Risk-Adjusted Performance

Weak

 
Weak
 
Strong
Compared to the overall equity markets, risk-adjusted returns on investments in Ford Motor are ranked lower than 2 (%) of all global equities and portfolios over the last 90 days. Despite nearly stable technical and fundamental indicators, Ford is not utilizing all of its potentials. The recent stock price disturbance, may contribute to mid-run losses for the stockholders.
Fidelity Short Term 

Risk-Adjusted Performance

Good

 
Weak
 
Strong
Compared to the overall equity markets, risk-adjusted returns on investments in Fidelity Short Term Treasury are ranked lower than 15 (%) of all funds and portfolios of funds over the last 90 days. In spite of fairly strong fundamental drivers, Fidelity Short-term is not utilizing all of its potentials. The current stock price disturbance, may contribute to short-term losses for the investors.

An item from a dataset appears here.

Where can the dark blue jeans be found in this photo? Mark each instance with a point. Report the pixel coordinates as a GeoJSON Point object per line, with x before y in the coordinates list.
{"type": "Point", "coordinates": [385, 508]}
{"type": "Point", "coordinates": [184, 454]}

Ford and Fidelity Short-term Volatility Contrast

   Predicted Return Density   
       Returns  

Pair Trading with Ford and Fidelity Short-term

The main advantage of trading using opposite Ford and Fidelity Short-term positions is that it hedges away some unsystematic risk. Because of two separate transactions, even if Ford position performs unexpectedly, Fidelity Short-term can make up some of the losses. Pair trading also minimizes risk from directional movements in the market. For example, if an entire industry or sector drops because of unexpected headlines, the short position in Fidelity Short-term will offset losses from the drop in Fidelity Short-term's long position.
The idea behind Ford Motor and Fidelity Short Term Treasury pairs trading is to make the combined position market-neutral, meaning the overall market's direction will not affect its win or loss (or potential downside or upside). This can be achieved by designing a pairs trade with two highly correlated stocks or equities that operate in a similar space or sector, making it possible to obtain profits through simple and relatively low-risk investment.
Check out your portfolio center.
Note that this page's information should be used as a complementary analysis to find the right mix of equity instruments to add to your existing portfolios or create a brand new portfolio. You can also try the Pair Correlation module to compare performance and examine fundamental relationship between any two equity instruments.